Participants: Julie Josse, Helene Bonneau–Chloup, Pauline Bian.

Title: Policy learning for personalized medicine. Finding the optimal dose of hormone for ovarian stimulation

Infertility affects 1 in 5 couples of childbearing age. The most common solution is to resort to In Vitro Fertilization. However, the first challenge is to determine the initial dose and duration of gonadotropin hormone administration to maximize the number of oocytes obtained at the end of stimulation, under the constraint that estradiol levels must not be too high to avoid hyperstimulation. The second challenge is to determine the ideal day for ovulation induction, to maximize the number of oocytes retrieved, and this is done by looking at the biological results of each monitoring.

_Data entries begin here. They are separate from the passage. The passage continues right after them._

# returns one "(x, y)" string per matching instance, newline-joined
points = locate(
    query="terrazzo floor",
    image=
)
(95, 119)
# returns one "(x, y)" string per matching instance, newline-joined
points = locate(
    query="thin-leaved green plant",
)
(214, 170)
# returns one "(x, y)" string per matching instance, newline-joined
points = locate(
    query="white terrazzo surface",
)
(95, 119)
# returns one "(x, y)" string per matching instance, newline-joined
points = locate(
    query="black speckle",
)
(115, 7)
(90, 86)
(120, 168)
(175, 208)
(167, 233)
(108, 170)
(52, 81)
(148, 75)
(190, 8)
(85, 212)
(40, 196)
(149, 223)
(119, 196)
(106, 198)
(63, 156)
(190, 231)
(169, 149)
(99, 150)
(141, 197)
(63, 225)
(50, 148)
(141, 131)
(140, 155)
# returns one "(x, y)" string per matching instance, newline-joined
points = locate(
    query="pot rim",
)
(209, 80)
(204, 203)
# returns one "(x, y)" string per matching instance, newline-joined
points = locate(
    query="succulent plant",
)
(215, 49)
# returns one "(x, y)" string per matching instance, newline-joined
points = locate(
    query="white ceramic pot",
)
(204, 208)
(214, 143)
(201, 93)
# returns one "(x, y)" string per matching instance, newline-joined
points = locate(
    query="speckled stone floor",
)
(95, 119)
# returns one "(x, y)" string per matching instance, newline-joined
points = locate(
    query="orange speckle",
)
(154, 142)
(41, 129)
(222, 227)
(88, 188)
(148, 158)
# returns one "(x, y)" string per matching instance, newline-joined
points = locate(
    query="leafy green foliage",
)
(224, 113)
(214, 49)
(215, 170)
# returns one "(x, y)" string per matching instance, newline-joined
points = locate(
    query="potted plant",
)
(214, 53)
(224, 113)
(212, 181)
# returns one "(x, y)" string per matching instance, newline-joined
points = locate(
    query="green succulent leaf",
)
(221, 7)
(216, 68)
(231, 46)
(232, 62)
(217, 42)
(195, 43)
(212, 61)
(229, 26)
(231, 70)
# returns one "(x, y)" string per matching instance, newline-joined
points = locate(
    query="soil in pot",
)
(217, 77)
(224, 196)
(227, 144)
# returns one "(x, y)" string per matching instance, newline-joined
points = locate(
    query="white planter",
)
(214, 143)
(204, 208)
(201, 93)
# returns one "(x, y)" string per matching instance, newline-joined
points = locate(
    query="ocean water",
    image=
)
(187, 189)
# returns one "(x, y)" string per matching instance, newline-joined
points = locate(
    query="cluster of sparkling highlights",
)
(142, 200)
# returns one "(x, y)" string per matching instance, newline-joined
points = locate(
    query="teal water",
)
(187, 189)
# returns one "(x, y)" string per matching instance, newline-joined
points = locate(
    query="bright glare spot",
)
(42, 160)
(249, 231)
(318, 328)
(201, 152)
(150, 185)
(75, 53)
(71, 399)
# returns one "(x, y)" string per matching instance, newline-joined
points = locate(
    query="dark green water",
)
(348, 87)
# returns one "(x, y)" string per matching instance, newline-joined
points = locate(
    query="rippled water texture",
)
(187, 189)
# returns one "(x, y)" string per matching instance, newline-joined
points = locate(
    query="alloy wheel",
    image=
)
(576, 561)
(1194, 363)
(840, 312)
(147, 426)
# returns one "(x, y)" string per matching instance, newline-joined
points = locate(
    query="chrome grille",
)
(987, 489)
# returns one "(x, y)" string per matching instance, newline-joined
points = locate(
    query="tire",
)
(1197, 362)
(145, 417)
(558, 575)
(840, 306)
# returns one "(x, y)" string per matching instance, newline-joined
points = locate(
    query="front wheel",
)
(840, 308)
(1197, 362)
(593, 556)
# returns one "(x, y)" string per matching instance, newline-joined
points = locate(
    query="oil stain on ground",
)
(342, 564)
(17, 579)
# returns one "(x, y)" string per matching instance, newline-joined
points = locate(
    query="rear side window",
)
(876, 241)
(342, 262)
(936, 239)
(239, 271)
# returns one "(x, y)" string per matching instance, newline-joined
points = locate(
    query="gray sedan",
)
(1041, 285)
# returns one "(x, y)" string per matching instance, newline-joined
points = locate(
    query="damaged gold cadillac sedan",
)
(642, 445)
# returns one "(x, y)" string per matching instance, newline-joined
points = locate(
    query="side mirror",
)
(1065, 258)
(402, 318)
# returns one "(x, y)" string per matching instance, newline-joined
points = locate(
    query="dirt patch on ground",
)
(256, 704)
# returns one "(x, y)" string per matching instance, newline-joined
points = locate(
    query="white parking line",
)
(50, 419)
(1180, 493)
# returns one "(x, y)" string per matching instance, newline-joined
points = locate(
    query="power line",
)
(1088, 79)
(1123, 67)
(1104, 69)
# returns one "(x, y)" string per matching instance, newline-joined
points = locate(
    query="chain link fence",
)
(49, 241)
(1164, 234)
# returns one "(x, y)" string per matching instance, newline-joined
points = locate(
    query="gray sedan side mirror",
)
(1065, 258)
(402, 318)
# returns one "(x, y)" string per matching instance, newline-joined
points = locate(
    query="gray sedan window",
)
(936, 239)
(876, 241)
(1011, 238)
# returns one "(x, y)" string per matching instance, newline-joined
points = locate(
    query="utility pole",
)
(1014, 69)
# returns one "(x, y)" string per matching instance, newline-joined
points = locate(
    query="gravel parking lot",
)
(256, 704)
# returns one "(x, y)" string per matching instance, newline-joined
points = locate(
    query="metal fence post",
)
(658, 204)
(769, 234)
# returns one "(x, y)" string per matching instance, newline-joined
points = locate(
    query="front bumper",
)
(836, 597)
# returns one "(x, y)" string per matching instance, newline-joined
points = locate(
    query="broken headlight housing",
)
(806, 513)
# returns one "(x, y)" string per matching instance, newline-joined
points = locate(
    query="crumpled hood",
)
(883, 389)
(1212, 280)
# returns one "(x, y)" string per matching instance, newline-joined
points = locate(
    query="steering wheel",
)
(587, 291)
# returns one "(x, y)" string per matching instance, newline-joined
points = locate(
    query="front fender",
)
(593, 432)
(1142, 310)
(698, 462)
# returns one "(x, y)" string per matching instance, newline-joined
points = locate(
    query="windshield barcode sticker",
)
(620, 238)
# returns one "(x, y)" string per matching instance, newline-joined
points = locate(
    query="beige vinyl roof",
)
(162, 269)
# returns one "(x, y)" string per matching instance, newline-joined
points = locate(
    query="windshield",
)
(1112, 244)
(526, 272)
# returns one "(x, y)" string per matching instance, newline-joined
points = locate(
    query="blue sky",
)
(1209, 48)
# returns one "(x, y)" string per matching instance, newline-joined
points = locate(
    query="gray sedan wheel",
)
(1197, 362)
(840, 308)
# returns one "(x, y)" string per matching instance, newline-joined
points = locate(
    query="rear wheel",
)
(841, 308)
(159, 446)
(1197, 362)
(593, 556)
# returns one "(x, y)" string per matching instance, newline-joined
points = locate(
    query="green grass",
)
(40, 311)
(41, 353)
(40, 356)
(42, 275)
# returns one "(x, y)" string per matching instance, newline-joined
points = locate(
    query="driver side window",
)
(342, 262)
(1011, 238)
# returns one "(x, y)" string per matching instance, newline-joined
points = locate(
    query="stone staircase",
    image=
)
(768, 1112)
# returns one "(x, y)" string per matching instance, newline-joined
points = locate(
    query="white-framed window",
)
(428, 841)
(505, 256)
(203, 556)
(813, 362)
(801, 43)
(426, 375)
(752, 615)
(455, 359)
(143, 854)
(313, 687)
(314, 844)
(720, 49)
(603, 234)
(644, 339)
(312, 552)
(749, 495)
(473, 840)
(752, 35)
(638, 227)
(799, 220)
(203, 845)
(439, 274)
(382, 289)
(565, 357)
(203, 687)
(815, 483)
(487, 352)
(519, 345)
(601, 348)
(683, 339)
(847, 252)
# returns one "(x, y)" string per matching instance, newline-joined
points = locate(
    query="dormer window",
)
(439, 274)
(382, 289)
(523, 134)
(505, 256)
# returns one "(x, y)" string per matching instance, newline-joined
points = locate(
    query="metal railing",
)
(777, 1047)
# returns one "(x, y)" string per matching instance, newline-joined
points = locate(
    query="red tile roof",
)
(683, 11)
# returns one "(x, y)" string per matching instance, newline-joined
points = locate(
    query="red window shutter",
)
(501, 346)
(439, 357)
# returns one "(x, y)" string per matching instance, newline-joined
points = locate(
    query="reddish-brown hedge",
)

To tackle these two challenges, we will leverage rich observational multi-centric and longitudinal data as well as techniques of causal inference. More precisely, we will consider methods for learning optimal treatment policies and in particular for establishing the appropriate dose and duration of treatment for each patient. One of the challenges will be to propose methods to manage missing data in this framework. We will also consider techniques of dynamic treatment regimes to enrich the analysis with monitoring data, especially regarding hormone levels.
Company: Elixir
Duration: Feb 2023 -

Participants: Pascal Demoly.

Participation to the Fondation TEZOS (Vigicard digital health card project) with the startup CodInsight
Co-creation of the startup AdviceMedica (collective intelligence for solving complex cases in medicine)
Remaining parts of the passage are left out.